Female representation on compensation committees reduces bias toward deep masculine voices in CEO pay, finds study in the Journal of Management Studies co-authored by Cambridge Judge Business School alumnus Waqas Haque.
Highlighting the importance of gender differences in the board room, a new study co-authored by an alumnus of Cambridge Judge Business School finds that female representation on company compensation committees reduces a bias that leads to higher early-tenure pay for CEOs with deep masculine voices. The study challenges the ‘fallacy’ that evolved biases are deterministic.
Previous research has illustrated how biases play an important role in shaping the perceptions and decisions of corporate leaders, while other studies suggest that vocal masculinity (“the perceived deepness or lowness of an individual’s voice”) can bias perceptions of leadership quality.
“However, vocal masculinity has not been found to predict actual leadership quality in the present day, suggesting the existence of an evolutionary mismatch, whereby physical strength signals continue to bias perceptions in modern contexts although modern conditions differ substantively from ancestral conditions,” says the new study. “This misunderstanding is a manifestation of the widely-held view, common even among scholars, that if something is evolutionary in nature, then it is impervious to change. This line of reasoning is known as the deterministic fallacy”.

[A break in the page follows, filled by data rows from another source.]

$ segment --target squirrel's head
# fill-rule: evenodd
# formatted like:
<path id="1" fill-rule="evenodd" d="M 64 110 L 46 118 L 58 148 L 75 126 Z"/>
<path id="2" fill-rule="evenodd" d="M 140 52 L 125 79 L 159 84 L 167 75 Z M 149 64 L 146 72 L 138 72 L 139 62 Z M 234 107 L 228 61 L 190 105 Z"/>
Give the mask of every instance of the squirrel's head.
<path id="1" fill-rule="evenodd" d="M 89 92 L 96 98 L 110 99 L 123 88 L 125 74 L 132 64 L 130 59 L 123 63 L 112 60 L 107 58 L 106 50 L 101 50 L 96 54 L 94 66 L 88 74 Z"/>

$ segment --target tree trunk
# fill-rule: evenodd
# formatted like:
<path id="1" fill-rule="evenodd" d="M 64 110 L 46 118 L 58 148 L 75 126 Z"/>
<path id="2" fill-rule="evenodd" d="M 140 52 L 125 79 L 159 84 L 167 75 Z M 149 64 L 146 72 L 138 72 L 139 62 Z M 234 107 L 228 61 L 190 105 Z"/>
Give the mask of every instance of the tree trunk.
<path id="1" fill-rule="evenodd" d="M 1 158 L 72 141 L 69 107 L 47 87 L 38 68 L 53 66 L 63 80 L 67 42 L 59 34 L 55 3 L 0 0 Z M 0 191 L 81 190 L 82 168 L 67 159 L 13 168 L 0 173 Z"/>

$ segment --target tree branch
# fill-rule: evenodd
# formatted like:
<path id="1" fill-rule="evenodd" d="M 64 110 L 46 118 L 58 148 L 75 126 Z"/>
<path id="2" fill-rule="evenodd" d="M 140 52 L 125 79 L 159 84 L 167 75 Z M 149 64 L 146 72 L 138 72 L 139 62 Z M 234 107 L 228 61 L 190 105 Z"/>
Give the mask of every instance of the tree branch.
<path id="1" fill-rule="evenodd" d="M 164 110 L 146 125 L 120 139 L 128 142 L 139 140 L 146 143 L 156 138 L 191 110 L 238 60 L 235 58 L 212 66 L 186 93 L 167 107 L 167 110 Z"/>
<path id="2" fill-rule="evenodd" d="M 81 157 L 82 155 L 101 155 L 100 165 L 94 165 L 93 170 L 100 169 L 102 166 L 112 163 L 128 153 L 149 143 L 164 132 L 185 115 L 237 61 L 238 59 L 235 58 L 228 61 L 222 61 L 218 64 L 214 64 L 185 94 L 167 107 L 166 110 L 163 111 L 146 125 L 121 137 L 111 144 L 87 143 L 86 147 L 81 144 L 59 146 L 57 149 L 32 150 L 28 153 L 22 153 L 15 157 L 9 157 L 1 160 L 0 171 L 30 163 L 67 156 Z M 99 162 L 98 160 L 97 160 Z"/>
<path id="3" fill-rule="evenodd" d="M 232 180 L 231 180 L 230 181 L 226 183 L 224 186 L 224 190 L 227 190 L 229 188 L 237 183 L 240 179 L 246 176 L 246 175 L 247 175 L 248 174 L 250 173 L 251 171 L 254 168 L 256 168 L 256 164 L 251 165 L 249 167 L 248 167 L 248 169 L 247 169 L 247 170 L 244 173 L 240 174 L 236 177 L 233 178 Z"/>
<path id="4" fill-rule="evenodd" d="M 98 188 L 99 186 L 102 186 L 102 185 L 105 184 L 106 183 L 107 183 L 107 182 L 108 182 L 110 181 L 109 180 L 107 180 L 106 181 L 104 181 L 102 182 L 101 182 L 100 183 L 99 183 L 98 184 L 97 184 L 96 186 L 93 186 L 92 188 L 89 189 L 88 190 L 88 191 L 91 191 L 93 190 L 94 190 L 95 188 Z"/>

The study published in the Journal of Management Studies is entitled “It’s not what you say, but how you sound: CEO vocal masculinity and the board’s early-stage CEO compensation decisions”.
The study is based on CEO pay at UK companies listed in the FTSE 100 index from 2004 to 2013, focusing on the first three years of a CEO’s tenure because the relative lack of performance information during a CEO’s early years heightens susceptibility to cognitive biases. The study looks at total CEO compensation, including salary, bonus, long-term incentive plans, options, and restricted stock grants. It measures CEO vocal masculinity using “formant dispersion”, which references a speaker’s frequency band spacing and perceptions of voice deepness or lowness. While other markers of vocal masculinity can be manipulated to garner greater influence in competitive situations, formant dispersion is determined by the length of one’s vocal tracts (with longer tracts producing deeper voices) and generally uninfluenced by age once an individual reaches adulthood.
The study originated as a thesis by co-author Waqas Haque while he was studying for his MPhil in Innovation, Strategy and Organisation at Cambridge Judge Business School (MPhil 2014). The research was then reshaped into a journal article by the study’s three co-authors: Krishnan Nair, who earned an MPhil in South Asian Studies at the University of Cambridge (Cambridge Judge Professor of Marketing Jaideep Prabhu supervised his thesis) and is now at the Kellogg School of Management at Northwestern University; Waqas Haque, who pursued a career in medicine and is now doing his residency at the New York University Department of Internal Medicine in a Clinical Investigator track; and Steve Sauerwald of the Department of Managerial Studies at the University of Illinois Chicago.
The study’s finding that female representation on compensation committees moderates vocal masculinity bias supports the view that gender differences play an important role in shaping board outcomes. It thus contradicts the view advanced by some scholars that because “the type of men and women who rise to the top of the corporate hierarchy are different from their counterparts in the general population, gender differences are less likely to play an important role in this context”.
The authors say the study could have broader implications beyond early-stage pay for CEOs. “Our findings, which indicate that CEO vocal masculinity is less beneficial for CEOs who head firms in less competitive industries, and for CEOs being evaluated by female evaluators, suggest the possibility that these patterns could potentially extend to evaluations of the CEO by other salient stakeholders including financial analysts and journalists.” The study also suggests that making directors aware that they are likely to be influenced by CEO vocal masculinity while assessing CEO quality could mitigate this bias in board decision-making.